You’ve probably noticed a growing trend where our friends post progress photos from the gym (or after a workout) from day 1 to day n. If it’s not a photo, it’s a video snippet of their workout, may it be weightlifting, boxing or barre. Not a day goes by where we don’t see them huffing, puffing and sweating away on our screens.
Weren’t we the same high school kids who complained about running the mile weekly, or reveled in waking up past noon on weekends? Where did this abrupt obsession to look extremely muscular, or “swole”, and athleticism come from? How did we suddenly become America’s most active generation?
Stats and Squats
According to statistics from the Nielsen Consumer Exercise Trends Survey, 81 percent of millennials exercise or would like to, compared to 61 percent of boomers. Meanwhile, female millennials are more likely to be doing fitness activities, outnumbering men five to one. 27 percent embrace the active lifestyle for long-term well-being, while 37 percent simply do it to maintain shape, lose weight or tone up.
This makes us twenty-somethings the most health conscious generation.
Bribe Her with Fiber
Millennials are among the busiest bunch; hence, the inclination for more instant, convenient, yet healthy alternatives, especially during mealtimes.
We’ve become so conscious about our outer appearance as well as what goes in our bodies. Prepped meals have advanced to simpler yet more sumptuous options. They are no longer limited to just baked chicken and bland steamed veggies.
Gen Y babies are definitely more willing to pay more for quality health foods. According to Natural Products Insider, the amount of “organic” food in the grocery store has experienced a huge upsurge in recent years.
Some are even making businesses out of it, offering free delivery for weekly prepped meal orders. Farm-to-table restaurants, organic grocery shops, fresh and pressed juice and shake stands and healthy kitchens are also growing establishments.
Aside from a healthy diet, some millennials are also incorporating nutritional supplements, body wraps and ankle weights into their schedule to help lose weight faster.
Millennials are known for being multitaskers, fast-paced, pioneers and trendsetters, but are also the first to get bored and move on to newer movements. Our fashion trends evolve just as frequently as Kylie K releases new cosmetic products.
Athletic industry brands such as Nike, Adidas, Underarmour, etc. have stepped up their game by producing gear and clothing that cater to our preferences and tastes. It has been dubbed as the “athleisure” trend and looks like it won’t be going anywhere anytime soon.

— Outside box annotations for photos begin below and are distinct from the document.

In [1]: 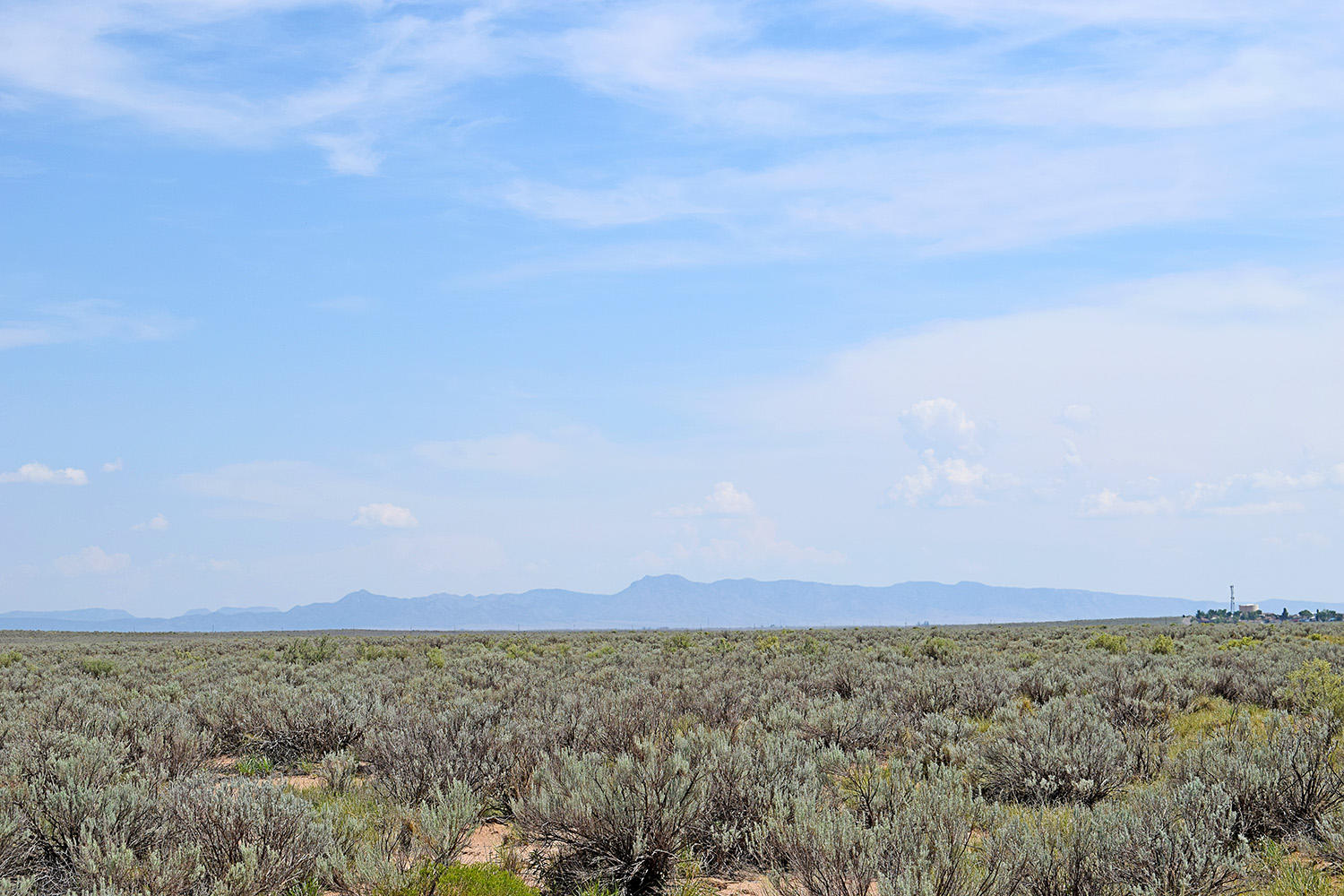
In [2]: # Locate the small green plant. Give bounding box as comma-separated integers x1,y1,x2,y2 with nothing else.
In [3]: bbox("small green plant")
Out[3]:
663,632,693,653
424,866,537,896
1218,635,1265,650
919,635,957,662
1088,632,1129,654
80,657,121,678
238,755,276,778
281,634,340,667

“…it’s much more than a fashion fad it’s about wearing what is functional, practical and allows them to fit in as much healthy activity as they can” shares CEO of Stylerunner, a leading active wear e-retailer, Julie Stevanja.
#OOTDs now include workout ensembles.
If it weren’t for social media, would millennials still sweat out as hard? Technology is certainly here to stay and it’s being used for more than just publicizing your robust routine.
Those who simply do not have the luxury or means of maintaining a gym membership rely on apps and technological fitness advancements such as FitBit and Endomondo. Want to run for a cause? There’s Charity Miles for that.
Some incorporate fitness into their everyday lives by opting to walk short distances, choosing cycling over motorcycles and commuting, or climbing stairs rather than getting on escalators.
Fitness activities like Zumba, yoga, Ride Revolution (think indoor cycling, with EDM vibes) and interactive gyms that feel and function like an arcade make those early wakeup calls to the gym worth it.
Technology has become a stimulus rather than an excuse to stay idle.
The Real Drill
If a millennial could get away with being active outside the fitness center, they would. We are, after all, the generation who’s always on the go. Exercising has developed into a social event where “fun and challenging” is more appealing than “calm and relaxing”.
An annual report by Sporting Goods Manufacturers Association reveals that millennials are more likely to partake in a physical activity that values togetherness more than the competition.
Events like Tough Mudder, Color Run, and Spartan Race have participants by the thousands. Why run on the treadmill for an hour when you can muddle through a muddy obstacle course with friends?
Is your partner a fitness buff too? Book those hiking, bungee jumping, biking and marathon dates. Talk about the ultimate trust activity.
Terms such as “too tired”, “busy” or “unmotivated” are no longer existent in a millennial’s vocabulary. Gen Y people are so motivated that 82 percent of gym members continue exercising at home regularly.
Nobody finds joy in sweating and soreness like millennials do. I wouldn’t be surprised of some of them ended up being professionals at something they started as a hobby and a habit. There’s no better sensation than seeing our reflection and loving how we feel and what we see.